Emerson Electric Co. (EMR) Stock Analysis

Emerson has reinvented itself into a software-led automation pure-play—leveraging AI-data-center power and LNG megaprojects to chase $8 EPS by 2028 while navigating China/Europe softness and integration execution risk.

Overview

Emerson Electric has executed a rapid, large-scale transformation since 2021—shifting from a diversified industrial conglomerate into a global automation leader optimized for high-margin software and intelligent devices.
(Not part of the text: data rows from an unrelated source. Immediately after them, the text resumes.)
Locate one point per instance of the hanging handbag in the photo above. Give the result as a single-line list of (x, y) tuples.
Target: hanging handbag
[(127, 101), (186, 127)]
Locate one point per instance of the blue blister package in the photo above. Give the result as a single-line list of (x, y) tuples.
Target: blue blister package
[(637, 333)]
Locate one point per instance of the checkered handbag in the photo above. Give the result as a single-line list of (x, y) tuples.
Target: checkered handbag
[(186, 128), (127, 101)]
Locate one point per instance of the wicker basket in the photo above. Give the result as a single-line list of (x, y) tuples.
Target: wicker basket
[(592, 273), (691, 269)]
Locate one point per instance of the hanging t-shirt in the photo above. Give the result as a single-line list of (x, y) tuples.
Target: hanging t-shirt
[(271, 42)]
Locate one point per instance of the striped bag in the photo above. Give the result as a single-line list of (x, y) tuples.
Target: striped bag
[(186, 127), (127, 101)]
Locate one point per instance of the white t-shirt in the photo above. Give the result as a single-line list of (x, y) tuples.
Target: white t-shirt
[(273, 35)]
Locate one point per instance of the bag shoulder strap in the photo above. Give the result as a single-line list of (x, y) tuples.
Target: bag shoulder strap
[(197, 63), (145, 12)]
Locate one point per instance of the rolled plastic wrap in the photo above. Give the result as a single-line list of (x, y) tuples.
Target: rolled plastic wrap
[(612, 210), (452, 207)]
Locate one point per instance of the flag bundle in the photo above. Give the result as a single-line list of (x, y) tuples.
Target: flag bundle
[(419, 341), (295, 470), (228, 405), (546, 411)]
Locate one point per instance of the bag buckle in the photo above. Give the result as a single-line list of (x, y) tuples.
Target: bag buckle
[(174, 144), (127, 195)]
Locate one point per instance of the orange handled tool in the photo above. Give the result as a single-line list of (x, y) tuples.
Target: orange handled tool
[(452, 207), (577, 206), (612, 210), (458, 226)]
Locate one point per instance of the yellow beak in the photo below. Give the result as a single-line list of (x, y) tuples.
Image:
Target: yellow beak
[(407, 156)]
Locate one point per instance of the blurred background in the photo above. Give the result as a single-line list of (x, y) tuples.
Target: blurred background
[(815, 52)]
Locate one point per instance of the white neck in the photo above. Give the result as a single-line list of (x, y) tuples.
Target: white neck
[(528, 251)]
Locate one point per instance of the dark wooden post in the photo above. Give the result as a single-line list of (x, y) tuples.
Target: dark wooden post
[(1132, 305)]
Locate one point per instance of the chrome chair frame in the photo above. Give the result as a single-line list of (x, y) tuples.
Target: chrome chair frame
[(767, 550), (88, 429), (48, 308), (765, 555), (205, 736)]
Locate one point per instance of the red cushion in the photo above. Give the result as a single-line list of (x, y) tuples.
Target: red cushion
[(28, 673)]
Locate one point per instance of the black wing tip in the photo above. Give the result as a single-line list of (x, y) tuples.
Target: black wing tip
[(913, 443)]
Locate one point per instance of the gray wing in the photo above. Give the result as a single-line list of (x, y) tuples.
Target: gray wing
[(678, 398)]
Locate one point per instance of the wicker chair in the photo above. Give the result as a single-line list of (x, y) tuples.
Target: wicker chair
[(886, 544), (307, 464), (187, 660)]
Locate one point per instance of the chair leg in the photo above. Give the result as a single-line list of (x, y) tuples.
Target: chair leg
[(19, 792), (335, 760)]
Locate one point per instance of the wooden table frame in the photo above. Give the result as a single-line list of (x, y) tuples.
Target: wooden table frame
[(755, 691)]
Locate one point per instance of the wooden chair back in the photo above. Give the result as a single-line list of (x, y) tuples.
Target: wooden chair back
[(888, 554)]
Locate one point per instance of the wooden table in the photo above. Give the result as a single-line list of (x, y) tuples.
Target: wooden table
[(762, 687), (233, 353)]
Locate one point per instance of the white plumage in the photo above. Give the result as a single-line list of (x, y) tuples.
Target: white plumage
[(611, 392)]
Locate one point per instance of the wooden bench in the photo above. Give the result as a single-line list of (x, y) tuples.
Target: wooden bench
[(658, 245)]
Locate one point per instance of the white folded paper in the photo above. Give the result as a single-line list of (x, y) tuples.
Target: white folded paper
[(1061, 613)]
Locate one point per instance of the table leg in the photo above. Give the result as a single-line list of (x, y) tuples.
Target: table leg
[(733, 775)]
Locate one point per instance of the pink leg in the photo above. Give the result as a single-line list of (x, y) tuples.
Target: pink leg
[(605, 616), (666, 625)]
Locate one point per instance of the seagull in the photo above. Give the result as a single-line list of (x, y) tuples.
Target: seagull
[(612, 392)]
Q2 FY26 results show the new model working amid a bifurcated macro backdrop: net sales rose 3% to ~$4.56B, while pretax earnings jumped 26% to ~$793M and pretax margin expanded 320 bps to 17.4%. Underlying orders grew ~5% versus ~0.5% underlying sales, indicating backlog build and long-cycle project strength (power and LNG) despite temporary Middle East logistics disruption and continued softness in China/Europe. The company’s $7.9B backlog, expanding automation exposure, and >60% MRO/recurring revenue mix support resilience. Management’s 2028 targets—$21B sales, 30% segment EBITA margin, and $8 EPS—frame the multi-year upside, with valuation and execution risk centered on integration, renewal accounting optics, and macro uncertainty.